The Experience Economy: A book review by Bob Morris

The Experience Economy, With a New Preface by the Authors: Competing for Customer Time, Attention, and Money
B. Joseph Pine II and James H. Gilmore
Harvard Business Review Press (October 2019)

How and why time has become the currency of experiences

This review is of the second updated edition of a book (first published in 1999) in which Joe Pine and Jim Gilmore develop in much greater depth brilliant insights that were introduced in a Harvard Business Review article (1998). During the past 20 years, I think that competition for customer time, attention, and money has become at least 20 times more difficult. According to Pine and Gilmore, time is the currency of experiences. “Several factors account for this competition for time. (See Pages ix-x)

“Think of it this way: How and why “services are about time well saved, while experiences are about time well spent.”

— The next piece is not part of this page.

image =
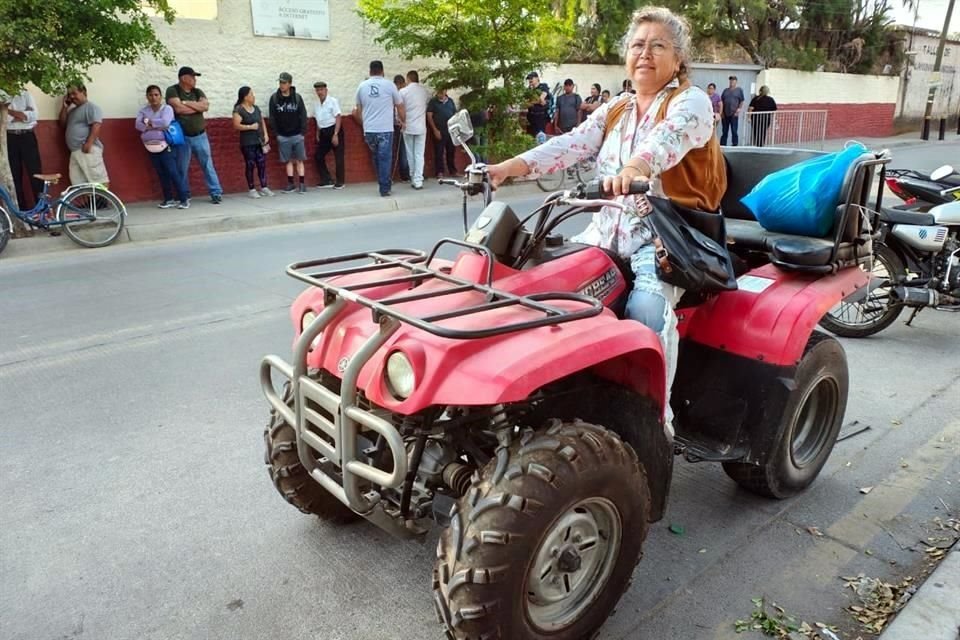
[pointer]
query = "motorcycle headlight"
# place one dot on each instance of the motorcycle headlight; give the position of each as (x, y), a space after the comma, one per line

These are among the dozens of passages of greatest interest and value to me, also liusted to suggest the scope of Pine and Gilmore’s coverage:

o Capturing attention with experiences (Pages xiv-xxi)
o Amazon.com (xxviii-xxix)
o Disney (3-4, 61-62, 83-84, and 185-186)
o Selling process (6-7, 166-167, 174-175, and 177-178)
o Wrapping services around core goods (12-13 and 18-19)

o Stage experiences (35-36 and 145-147)
o The four realms of experience (40-49)
o Designing/combining multi-realm experiences (49-56)
o Cues (69-72)

o Ritz-Carlton hotels (73-76)
o Engage the Five Senses (77-80)
o Collaborative Responses to Various Kinds of Sacrifices (116-121)
o The Act of Acting (135-!58)
o Progressive Field, Cleveland (136-137 and 156-157)

o Aristotle on plot and drama (!39-141)
o (147-155 and 183-211)
o Actors (159-165)
o Improv theatre (163-169)
o Forms of theatre and scripts (163-181)

o Matching theatre (172-175)
o Hiring (184-185, 204-205, and 206-208)
o Technicians in theatre (196-207)
o Putting Wisdom into Work (244-248)
o New landscapes in competition (256-258)

To paraphrase one of Maya Angelou’s most valuable insights, customers will forget what you tell them, they will forget what you do, but customers will never forget how you make them feel when they do business with you. That really is the “secret sauce” when competing for their time, attention, and money.

In this updated edition of their classic work, Joe Pine and Jim Gilmore share what they have learned in recent years about gaining customers’ attention so they will spend more time with your business and, in process, spend more money on what you offer. That’s the WHAT and it hasn’t changed much during the last twenty years.